Был чудный осенний вечер, когда мы вошли в нью-йоркскую гавань и пришвартовались у пирса. Меня встречала толпа русских, по большей части мне не знакомых. Они тепло приветствовали меня.
Не успел я ступить на берег, как на меня налетели господа репортеры – точь-в-точь как тогда, в 1907 году, – и начали забрасывать меня вопросами. К сожалению, их больше всего интересовало то, в чем я не мог оказать им большого содействия, – политика, русская политика.
– Политика? – отвечал я. – Спрашивать меня о политике – это все равно что выяснять у эскимоса, что он думает о сонате Бетховена. Я воспеваю искус– ство и красоту каждой нации, отдавая этому все свои силы. Это и есть моя политика.
Увы! устроившись в отеле, в центре города, я вдруг обнаружил, что сильно простудился. Врачи, осмотрев мое горло, сказали, что у меня сильно воспалена гортань. Не могло быть и речи о концерте, который должен был состояться через несколько дней. Пришлось отменить и другие концерты: я болел почти полтора месяца.
Трижды я порывался выступать, надеясь, что как-нибудь вытяну, и трижды давал отбой. Наконец устроители сказали:
– Дальше откладывать нельзя.
Надо или совсем отменить концерт, или постараться как-нибудь пропеть.

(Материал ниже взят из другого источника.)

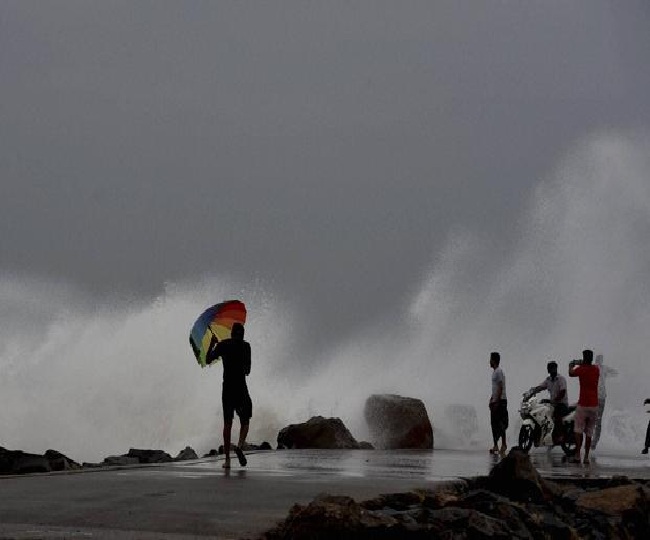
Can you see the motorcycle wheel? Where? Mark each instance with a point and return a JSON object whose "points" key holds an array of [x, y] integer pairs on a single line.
{"points": [[569, 443], [526, 438]]}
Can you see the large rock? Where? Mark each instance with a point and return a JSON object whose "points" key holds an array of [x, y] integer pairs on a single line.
{"points": [[186, 454], [398, 422], [119, 461], [516, 478], [317, 432], [60, 462], [149, 456], [19, 462], [617, 501]]}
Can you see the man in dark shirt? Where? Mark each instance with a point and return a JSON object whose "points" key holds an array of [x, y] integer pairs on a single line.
{"points": [[236, 356]]}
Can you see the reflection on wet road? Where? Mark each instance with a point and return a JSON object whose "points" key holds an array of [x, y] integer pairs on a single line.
{"points": [[415, 465]]}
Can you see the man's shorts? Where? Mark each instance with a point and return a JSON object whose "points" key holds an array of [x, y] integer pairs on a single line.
{"points": [[236, 401], [586, 418]]}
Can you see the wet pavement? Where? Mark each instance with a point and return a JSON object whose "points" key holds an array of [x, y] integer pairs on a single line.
{"points": [[199, 500]]}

– Увы! – воскликнул я после минутной паузы. Устроители концерта принялись объяснять, что, зная доброе расположение ко мне публики, они уверены в успехе. Надо лишь появиться на сцене и петь не напрягаясь – публика будет довольна.
– Нью-йоркская публика знает о том, что вы нездоровы, поэтому, даже если вы будете петь не в полную силу, никто вас не упрекнет, – убеждали они.

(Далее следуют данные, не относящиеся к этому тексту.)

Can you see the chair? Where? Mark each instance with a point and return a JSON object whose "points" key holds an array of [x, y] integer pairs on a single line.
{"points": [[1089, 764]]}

Никакая публика не может знать или понять, как тяжко страдает артист, когда он обещал петь и не может этого из-за болезни. Как часто артист кажется абсолютно счастливым, а в глазах его стоят слезы! Но – слезами горю не поможешь: я должен петь!
Моих устроителей очень позабавило, когда в ответ на слова моего слуги, старавшегося ободрить меня: «Ничего, Федор Иванович, с божьей помощью!» – я почти заорал: «Бога не интересуют концертные дела!» с этими словами я надел фрак и отправился в Манхэттэнскую оперу. Спасибо Вам, Анна Пав– ловна, мой дорогой друг! Ваше понимание и сочувствие помогло мне выдержать это страшное испытание!